乗客の避難が終わると、社員はデッキに設置されている緊急通報装置を押して車掌に異常事態の発生を伝える。車掌は同僚車掌やパーサー、運転士、同乗している警備員、鉄道警察隊に連絡する。運転士は総合指令所に異常事態の発生を伝えるとともに、車内放送を使って乗客に車内で異常事態が起きていることと、最寄り駅に緊急停車することを伝える。アナウンスを聞いた不審者が興奮しかねないため、14号車にはアナウンスを流さない。

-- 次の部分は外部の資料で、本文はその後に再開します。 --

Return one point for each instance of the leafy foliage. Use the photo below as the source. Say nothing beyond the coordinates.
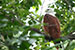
(16, 22)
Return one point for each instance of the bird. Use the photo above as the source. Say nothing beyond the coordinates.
(52, 26)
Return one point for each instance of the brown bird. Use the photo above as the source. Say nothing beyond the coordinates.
(52, 27)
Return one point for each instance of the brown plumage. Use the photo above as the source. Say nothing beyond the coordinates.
(53, 27)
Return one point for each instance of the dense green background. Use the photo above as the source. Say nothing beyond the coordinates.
(15, 34)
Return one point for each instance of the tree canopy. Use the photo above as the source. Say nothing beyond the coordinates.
(20, 28)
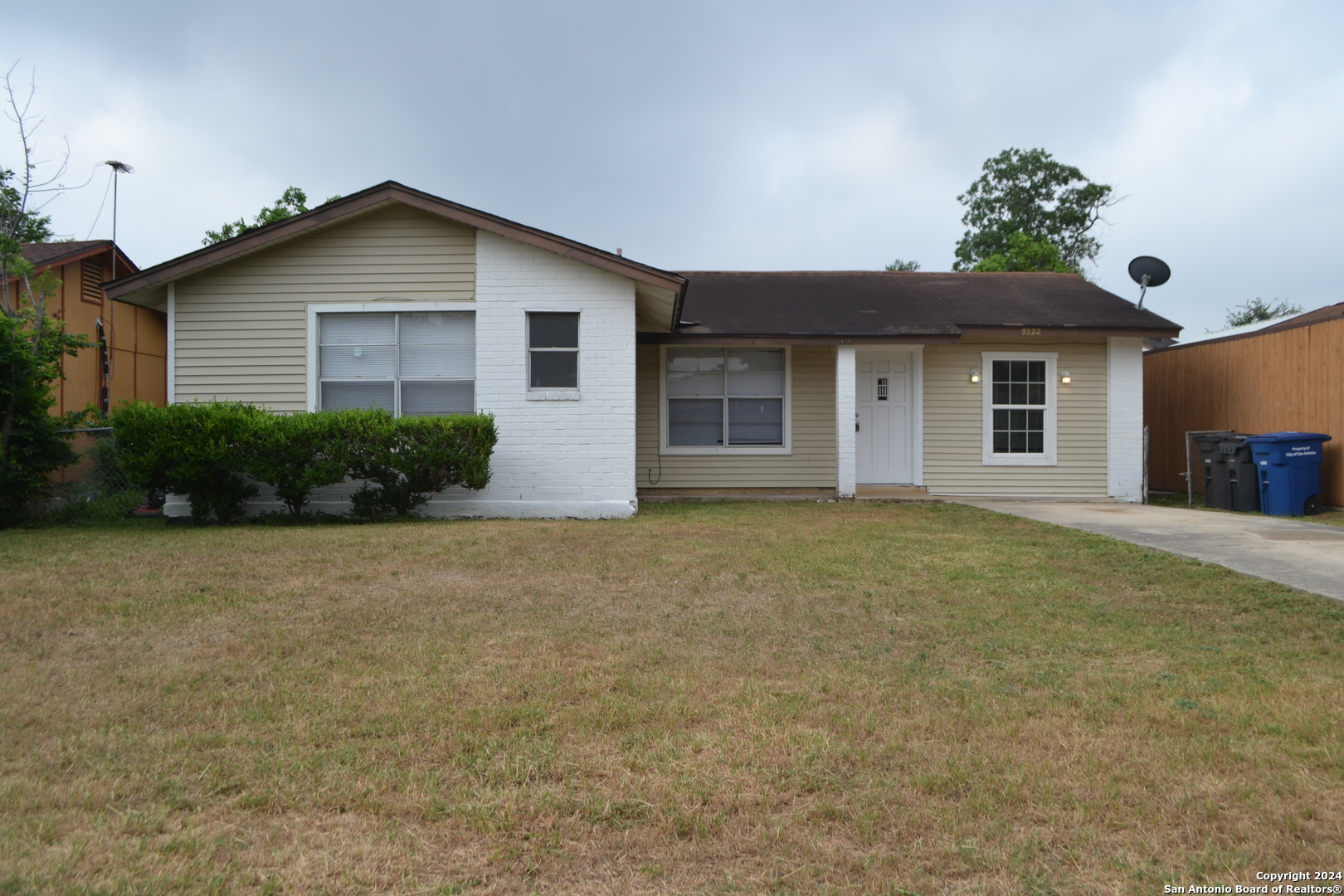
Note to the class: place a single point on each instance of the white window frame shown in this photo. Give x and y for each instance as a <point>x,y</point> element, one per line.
<point>550,394</point>
<point>726,449</point>
<point>355,308</point>
<point>1051,437</point>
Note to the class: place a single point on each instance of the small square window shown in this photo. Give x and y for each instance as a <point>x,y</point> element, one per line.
<point>553,349</point>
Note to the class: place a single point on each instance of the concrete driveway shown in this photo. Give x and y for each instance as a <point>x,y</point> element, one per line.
<point>1303,555</point>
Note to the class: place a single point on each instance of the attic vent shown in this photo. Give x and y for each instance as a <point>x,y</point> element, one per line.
<point>91,278</point>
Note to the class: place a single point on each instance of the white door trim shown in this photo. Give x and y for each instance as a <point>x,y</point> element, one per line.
<point>914,430</point>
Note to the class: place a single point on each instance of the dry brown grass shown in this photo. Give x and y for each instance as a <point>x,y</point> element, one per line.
<point>704,699</point>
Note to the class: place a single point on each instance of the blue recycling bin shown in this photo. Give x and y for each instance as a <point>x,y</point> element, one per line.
<point>1289,466</point>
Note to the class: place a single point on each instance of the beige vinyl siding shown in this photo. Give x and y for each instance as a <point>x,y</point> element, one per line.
<point>242,328</point>
<point>811,465</point>
<point>953,414</point>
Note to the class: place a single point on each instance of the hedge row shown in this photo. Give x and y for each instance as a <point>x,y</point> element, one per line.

車掌は15号車の仕切り扉を半分程度閉めた。仕切り扉は本来、車内火災時に煙がほかの車両に流れるのを防ぐためのものだが、今回は不審者が15号車に移動するのを防ぐために使われた。その後車掌は14号車にやってくると、逃げ遅れた乗客をデッキに誘導しつつ、防護盾で凶器を防ぎながら、不審者に「落ち着いてください。話を聞きます。やめてください」と丁寧に話をしながら近づいていく。JR東海の田中本部長は、「われわれが不審者を取り押さえるのは現実的に難しい」として、乗務員の役割は不審者に語りかけ落ち着かせることに主眼を置いているとする。
しばらくすると警備員が到着。刺又で不審者を牽制しながら、「武器を捨てなさい」とやや強い口調で近づいていく。
警備員や警察が乗っていなかったら?
その後、2人の鉄道警察隊員が到着。威圧感たっぷりの大声で「武器を捨てろ」と警告を発して、不審者に向かっていく。不審者は警察隊員にあっけなく倒され、取り押さえられた。訓練開始から終了まで間、わずか1分強という短い時間だった。
「今回が初めての訓練。今後のスケジュールは決めていないが、できるだけ訓練の機会を設けて練度を高めていきたい」と田中本部長は話す。すべての新幹線乗務員に実地訓練を受けさせるのは現実的に難しい。大半の乗務員は定期的に行われる研修時に模擬的な訓練を行うことになるが、今回のような実地訓練にどこまで近づけられるかは課題になりそうだ。
また、今回の実地訓練を見る限りでも、不審者対応について改善が必要と感じられる点が見えてきた。「不審者が乗っている車両にたまたま当社社員が乗車しており、警備員と警察もたまたま乗車していた。“たまたま”が続きました」と、JR東海の社員が苦笑いする。警備員や警察官がすぐに駆け付けられない場合に乗務員はどこまで対応しきれるのだろう。